SLI/SLO definitions and tracking for Hummingbird.

Terminology

  • SLI (Service Level Indicator): A quantitative measure of some aspect of the service. For example, latency from CVE fix availability to delivery.
  • SLO (Service Level Objective): A target value for an SLI. For example, “less than 24 hours”.
  • Error budget: The amount of allowed failure: 1 - SLO target. An SLO target of 80% gives an error budget of 20%.
  • Burn rate: How quickly the error budget is consumed.
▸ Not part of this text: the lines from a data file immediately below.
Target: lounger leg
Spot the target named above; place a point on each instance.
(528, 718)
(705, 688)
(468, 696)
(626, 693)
A burn rate of 1 means the budget is consumed evenly over the reporting window; 2 means twice as fast.

For background on multi-window burn-rate alerting, see the Google SRE workbook.

UE1: Updated images include all upstream CVE fixes

Updated images are available for download that include all CVE fixes present upstream.
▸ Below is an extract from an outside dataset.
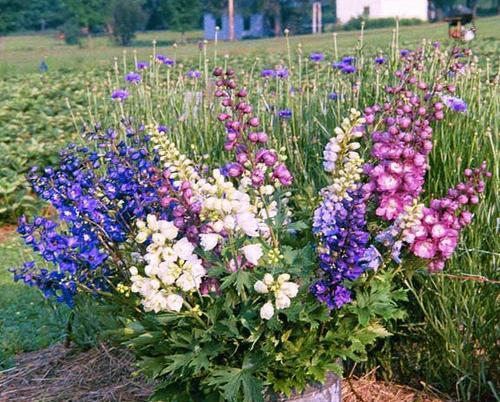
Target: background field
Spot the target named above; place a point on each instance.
(21, 54)
(451, 340)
SLI-UE1-A: CVE Fix Cycle Time

The latency (cycle time) from a CVE being first detected on a non-superseded image tag to being remediated (image rebuilt without the CVE).

Percentile SLO Alarm
p80 24h Yes (Hummingbird only; Rawhide informational)
p95 3d Dashboard only
p99 7d Dashboard only

Metric

The container-catalog metrics Lambda emits the CveExposureDuration distribution metric to CloudWatch. Each data point is the number of hours since first_seen for an active CVE on a non-superseded canonical tag. The SLO tracks all CVEs regardless of fix availability.

Metric Type Dimensions
CveExposureDuration Distribution [Distro], [Distro, Severity]
ActiveCveCount Count [Distro, Severity]

Dashboard

A per-distro {prefix} CloudWatch dashboard shows:

  • SLO gauge: p80/p95/p99 CveExposureDuration vs per-percentile thresholds
  • Severity breakdown: CVE counts by severity (single-value)
  • Trends: CVE count over time by severity
  • Open CVE inventory: Logs Insights table of all active CVEs

Alarm

A CloudWatch Alarm fires when p80 CveExposureDuration exceeds 24 hours over a 1-hour evaluation period, publishing to the {prefix}-slo-alarm SNS topic. The alarm is only deployed when AlertingEnabled=true (Hummingbird); Rawhide dashboards are informational only. When an AlertEmail is configured, an SNS email subscription is created (the recipient must confirm via email).

Open CVE Inventory

The structured logs emitted by the metrics Lambda can be queried via CloudWatch Logs Insights to get a live inventory of all open CVEs:

filter message = "active_cve"
| sort @timestamp desc
| dedup cve, repository, stream, variant
| fields cve, severity, exposure_hours, repository, stream, variant, components, run_ts
| sort exposure_hours desc

Infrastructure

The dashboard and alarm live in the error-budgets SAM stack, deployed per-distro. The stack consumes CloudWatch metrics and log groups produced by the container-catalog stack.